August 22, 2018 at 9:23 am
I'm working on documenting our SQL data warehouse and am looking at getting RedGate's SQL Doc. I wanted to get more information from people who have used it, especially how well it works with the extended properties. The screenshot on the website only shows the standard MS_Description extended property, but since this is a data warehouse, I wanted to track several properties, including source table, source column name, etc. How easy is it to include extended properties besides MS_Description?
Drew
J. Drew Allen
Business Intelligence Analyst
Philadelphia, PA
August 22, 2018 at 10:29 am
RG SQLDoc only displays (and updates/deletes) MS_Description extended property name.

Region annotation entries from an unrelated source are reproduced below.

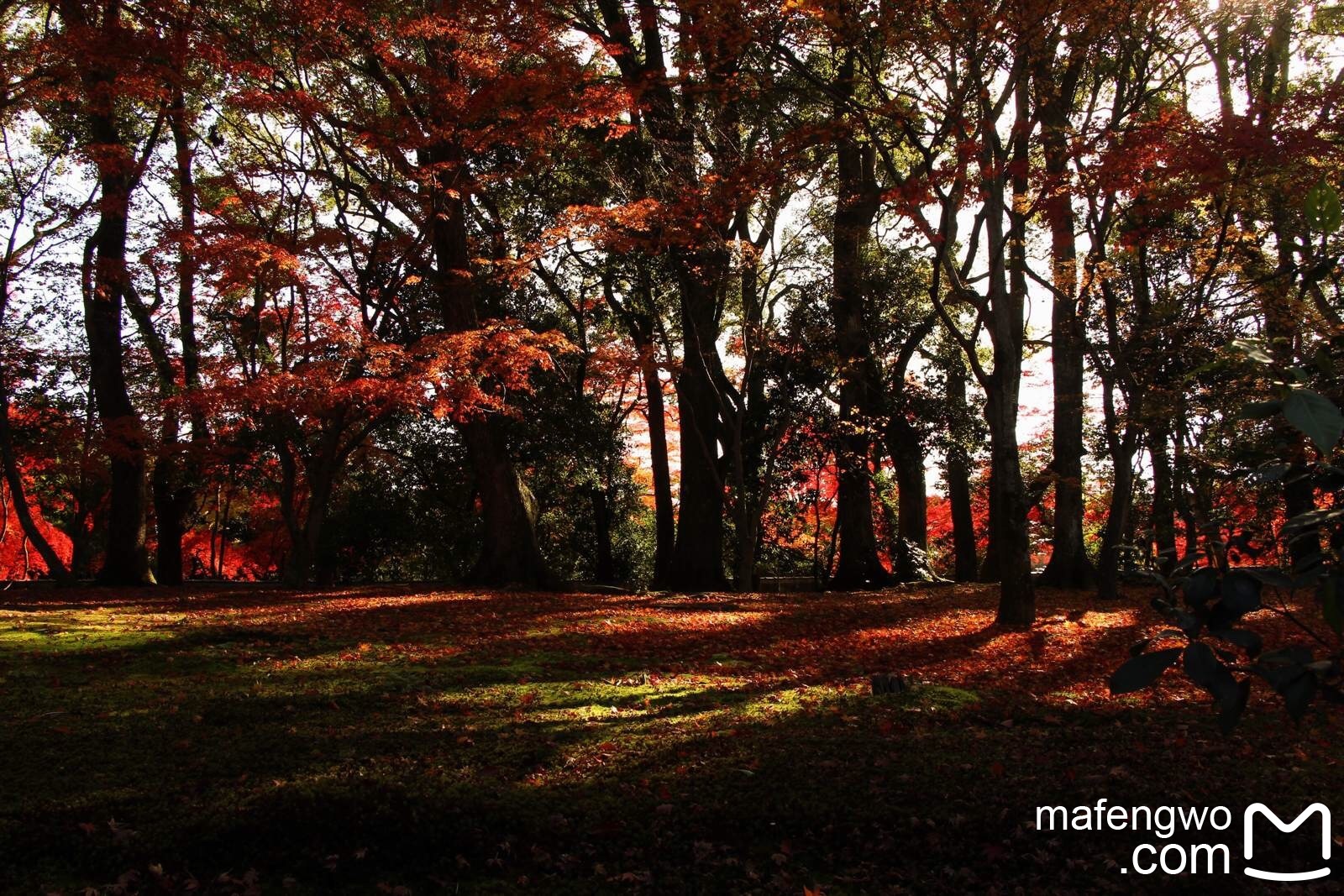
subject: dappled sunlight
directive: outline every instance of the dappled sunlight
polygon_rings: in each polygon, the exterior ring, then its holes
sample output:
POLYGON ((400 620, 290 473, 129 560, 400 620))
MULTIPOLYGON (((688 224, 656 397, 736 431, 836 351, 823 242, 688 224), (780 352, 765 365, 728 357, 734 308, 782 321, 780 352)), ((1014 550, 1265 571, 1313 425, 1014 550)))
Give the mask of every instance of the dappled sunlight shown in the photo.
MULTIPOLYGON (((242 609, 208 591, 7 596, 0 821, 19 819, 48 864, 90 844, 126 866, 220 875, 228 861, 316 892, 384 883, 356 856, 464 888, 542 875, 575 892, 689 864, 726 891, 773 869, 774 889, 794 892, 804 862, 863 865, 855 832, 895 825, 957 861, 931 830, 1004 818, 960 834, 1003 844, 1036 794, 1161 794, 1189 786, 1175 768, 1210 774, 1246 748, 1180 680, 1111 699, 1110 672, 1161 625, 1140 600, 1071 591, 1043 590, 1028 630, 993 623, 991 586, 261 590, 242 609), (875 673, 906 688, 876 696, 875 673)), ((1251 731, 1279 724, 1273 701, 1251 707, 1251 731)), ((1282 762, 1320 779, 1339 767, 1336 721, 1313 724, 1282 762)), ((886 861, 914 861, 902 856, 886 861)))

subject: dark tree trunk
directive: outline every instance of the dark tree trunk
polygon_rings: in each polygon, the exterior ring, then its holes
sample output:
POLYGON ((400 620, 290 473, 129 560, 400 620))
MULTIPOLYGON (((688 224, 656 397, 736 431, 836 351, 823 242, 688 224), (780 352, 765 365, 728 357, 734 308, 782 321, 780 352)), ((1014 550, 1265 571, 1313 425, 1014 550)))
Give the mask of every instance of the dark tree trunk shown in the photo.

August 22, 2018 at 12:20 pm
I believe all of our documentation is stored in extended properties. There is more information here: https://documentation.red-gate.com/sdoc3/generating-and-viewing-documentation/what-s-in-the-documentation
I added a few XProps, and got this
Disclosure: I work for Redgate Software.
August 22, 2018 at 12:33 pm
Hi Steve,
In the interface I see and can edit MS_Description.
August 22, 2018 at 12:41 pm
Ah, in SQL Doc, I can't edit Extended Properties. That seems strange, so I'll pose the question to the team, but I suspect that we just read what's there. The MS_Description is something that MS added, though it's not in Azure SQL Database.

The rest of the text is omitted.